マテリアルズインフォマティクス(MI)は、膨大な実験データや知見を統計・機械学習で解析し、狙う特性を持つ材料や配合を効率的に探索する手法です。開発のスピードや精度を高めるこのアプローチは、近年の製造業で注目を集めています。
電子部材メーカーのデクセリアルズは2023年から本格的にMIの導入に取り組み、少人数チームによる立ち上げから全社的な展開へと歩みを進めてきました。本稿では、その課題と成果、今後の展望を整理します。
マテリアルズインフォマティクス(MI)は、材料の実験・測定データを統計や機械学習で解析し、狙う特性に近づく配合や条件を効率的に探索するための手法です。従来の試行錯誤に比べ、仮説の良否を早い段階で見極められる点が特長です。デクセリアルズでは、2023年4月に事業部を起点としたMI推進チームを立ち上げ、製品開発の経験を持つ少数精鋭で着手しました。
初期段階ではMIの実務経験者が社内に乏しく、実験データの蓄積は進んでいても、データを意思決定へ橋渡しする具体的な設計が不足していました。 そこで、現場の開発者が主語になれる環境づくりに重点を置き、プログラミングを前提としない使いやすいツールの選定、身近な題材から小さく試す方針、共通目標の明確化といった実装を並行して進めました。
実務データを用いたデモンストレーションを交え、関係者が手触りを持って運用を理解できる状況をつくることで、着手の心理的ハードルを下げたこともポイントでした。 こうした「自分ごと化」を軸にした立ち上げにより、テーマ募集や部門間連携が徐々に動き出す素地が整いました。

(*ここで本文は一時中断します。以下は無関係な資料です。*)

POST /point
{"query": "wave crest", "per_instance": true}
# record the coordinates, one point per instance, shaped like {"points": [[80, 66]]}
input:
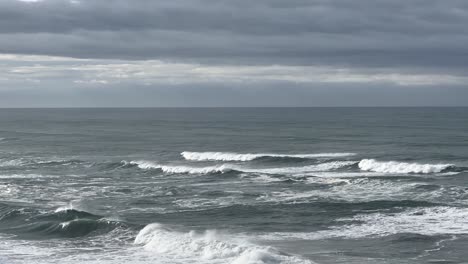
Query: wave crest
{"points": [[401, 167], [209, 245], [231, 156], [146, 165]]}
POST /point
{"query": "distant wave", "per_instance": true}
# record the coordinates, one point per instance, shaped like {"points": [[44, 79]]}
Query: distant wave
{"points": [[181, 169], [230, 156], [209, 245], [19, 162], [401, 167], [229, 167]]}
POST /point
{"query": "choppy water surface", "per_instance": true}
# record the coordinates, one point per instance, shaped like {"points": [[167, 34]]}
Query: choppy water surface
{"points": [[312, 185]]}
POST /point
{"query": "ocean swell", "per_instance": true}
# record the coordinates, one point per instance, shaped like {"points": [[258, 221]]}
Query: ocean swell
{"points": [[231, 156], [401, 167]]}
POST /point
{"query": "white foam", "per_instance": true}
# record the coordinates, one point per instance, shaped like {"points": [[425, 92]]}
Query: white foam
{"points": [[229, 167], [424, 221], [231, 156], [12, 163], [304, 169], [401, 167], [206, 247], [182, 169]]}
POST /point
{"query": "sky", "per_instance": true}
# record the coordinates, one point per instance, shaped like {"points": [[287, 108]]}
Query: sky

検証はおおむね4カ月のスプリントで設計し、既存製品を題材に“確かめ算”としてMIで同等解に到達できるかを評価しました。 社内の検証結果として、従来は2年を要していた開発テーマで2カ月で同等解にたどり着いた事例が示されています。 さらに、規制対象の材料を使わず、代替材料のみで既存品と同等性能の樹脂配合を導いたケースや、相反する物性のトレードオフ領域で過去最高の性能を更新したケースも紹介されています。
これらを受けて、初年度の検証段階から正式導入へ移行し、翌年度にはコーポレートR&D本部を含む研究開発部門へ横展開が進みました。 運用面では、経験や勘に加えて過去データに基づく予測・探索で実験条件を事前に絞り込む流れが組み込まれ、仮説検証のサイクル短縮や、テーマ推進の自走性向上が確認されています。
参照元:miLab
https://milab.mi-6.co.jp/article/e0012
取り組みは3年目に入り、焦点は“定着化”へ移っています。推進チームの常時伴走に依存せず、各開発チームが自律的にMIを運用できる体制を目指し、実践者やパワーユーザーの育成を計画的に進めています。 同時に、研究開発DXと接続しながら、データベースの整備、測定装置のオンライン化・自動化、研究フローの標準化を進め、学習データの質と量を高める“誰でも取り組める実験室環境”の構築を掲げています。
MIを単独の施策として切り出すのではなく、既存の開発プロセスに織り込むことで、テーマ立ち上げから検証までの各段階でデータ起点の判断を根付かせる方針です。立ち上げの順序設計や使いやすさを優先した運用、現場の参加を促す仕組みといった要点は、導入経験のない読者にとっても参考になる事例といえるでしょう。